Before wikipedia-ing the 2012 Mayan Prophecy, I didn’t really know too much about it. I still don’t, but what I do know comes from the first line of the entry:
The 2012 phenomenon comprises a range of eschatological beliefs that cataclysmic or transformative events will occur on December 21,2012.
I would also like to note that, while wikipedia may not be the most reputable source, this first line has four (yes, four) citations…none of which are scholarly in any way…so, you know, take that for what you will.

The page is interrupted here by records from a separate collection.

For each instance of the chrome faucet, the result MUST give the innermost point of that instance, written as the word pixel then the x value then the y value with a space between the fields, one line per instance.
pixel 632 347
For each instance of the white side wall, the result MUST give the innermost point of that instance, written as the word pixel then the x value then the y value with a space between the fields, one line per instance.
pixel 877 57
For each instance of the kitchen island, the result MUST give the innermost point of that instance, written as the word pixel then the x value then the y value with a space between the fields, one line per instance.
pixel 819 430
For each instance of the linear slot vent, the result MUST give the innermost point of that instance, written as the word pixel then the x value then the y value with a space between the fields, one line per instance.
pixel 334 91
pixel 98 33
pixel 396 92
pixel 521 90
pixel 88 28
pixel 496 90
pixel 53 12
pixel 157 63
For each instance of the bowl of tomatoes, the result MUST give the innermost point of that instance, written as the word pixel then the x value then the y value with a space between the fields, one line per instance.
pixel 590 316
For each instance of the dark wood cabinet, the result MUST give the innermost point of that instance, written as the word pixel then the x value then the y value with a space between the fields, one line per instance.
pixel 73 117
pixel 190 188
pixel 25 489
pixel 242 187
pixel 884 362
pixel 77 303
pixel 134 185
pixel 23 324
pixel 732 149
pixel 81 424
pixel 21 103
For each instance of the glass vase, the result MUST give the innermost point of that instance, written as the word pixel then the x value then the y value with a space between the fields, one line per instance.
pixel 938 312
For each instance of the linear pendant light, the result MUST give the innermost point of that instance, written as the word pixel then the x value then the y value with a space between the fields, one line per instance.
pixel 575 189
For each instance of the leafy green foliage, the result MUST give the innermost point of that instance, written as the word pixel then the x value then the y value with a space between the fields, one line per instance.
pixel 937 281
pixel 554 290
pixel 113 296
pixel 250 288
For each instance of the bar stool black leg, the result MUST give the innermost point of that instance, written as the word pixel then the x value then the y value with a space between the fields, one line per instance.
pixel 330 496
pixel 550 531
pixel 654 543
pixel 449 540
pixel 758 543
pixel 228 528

HOWEVER, I think that I’ve found some data (see data source at bottom of page) that indicates that 2012 will in fact be a cataclysmic and transformative year. Indeed, this very same data gives some indications as to what this transformation will actually look like and entail…and yes…it is unsettling.
Figure 1: Our
Okay, well that’s not really our future, that’s our present. What you’re seeing here are the prevalence trends for overweight and obesity in the United States. Note that critical point in 2009 where the median proportion of adults that are overweight just barely overtakes the proportion of adults with a body mass index (that’s kg/m²) less than 25. In addition, the proportion of adults who are obese is also on a noticably upward trend. Keep in mind, this is just median percentage…meaning that rates of overweight and obesity are higher in 25 other states…and one of those states just happens to be my own: Michigan.
Figure 2: Michigan’s Future
Good grief. There you have it. Based on trends from 1995 to 2010, it is projected that in 2012 the proportion of adults considered neither obese or overweight will be surpassed by its counterparts. A transformative event indeed.

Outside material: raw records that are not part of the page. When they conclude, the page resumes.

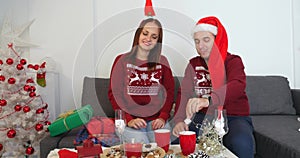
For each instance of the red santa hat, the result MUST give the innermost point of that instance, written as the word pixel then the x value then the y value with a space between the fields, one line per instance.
pixel 149 11
pixel 213 25
pixel 218 53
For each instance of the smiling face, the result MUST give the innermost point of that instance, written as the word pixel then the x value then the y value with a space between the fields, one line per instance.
pixel 148 37
pixel 204 42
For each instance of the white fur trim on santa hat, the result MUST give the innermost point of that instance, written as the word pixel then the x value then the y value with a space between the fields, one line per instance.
pixel 205 27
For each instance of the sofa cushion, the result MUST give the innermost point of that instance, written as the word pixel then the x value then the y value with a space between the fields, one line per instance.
pixel 269 95
pixel 95 93
pixel 277 136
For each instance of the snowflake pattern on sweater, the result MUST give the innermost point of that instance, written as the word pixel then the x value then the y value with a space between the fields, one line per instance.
pixel 143 82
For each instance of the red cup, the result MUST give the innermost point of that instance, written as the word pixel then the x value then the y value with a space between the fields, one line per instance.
pixel 133 149
pixel 162 138
pixel 187 140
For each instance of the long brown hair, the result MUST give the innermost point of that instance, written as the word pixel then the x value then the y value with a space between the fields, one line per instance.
pixel 154 55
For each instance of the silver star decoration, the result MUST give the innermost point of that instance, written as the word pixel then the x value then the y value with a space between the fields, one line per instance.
pixel 8 34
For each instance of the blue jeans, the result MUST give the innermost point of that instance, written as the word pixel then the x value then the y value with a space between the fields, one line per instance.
pixel 145 135
pixel 239 139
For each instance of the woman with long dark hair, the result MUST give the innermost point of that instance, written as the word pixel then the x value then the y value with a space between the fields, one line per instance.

To further illustrate the Mayan 2012 Prophecy, I’ve analyzed the above data using the Stata® 12 statistical software package and rendered the following graphic (see Figure 3).
Figure 3: Stata® 12 Super-visualization of Predictive Margins for Mayan 2012 Prophecy
And this certainly isn’t going to help.
Data Source: Center for Disease Control & Prevention Behavioral Risk Factor Surveillance System, Prevalence and Trends Data, United States & D.C. and Michigan, 1995-2010.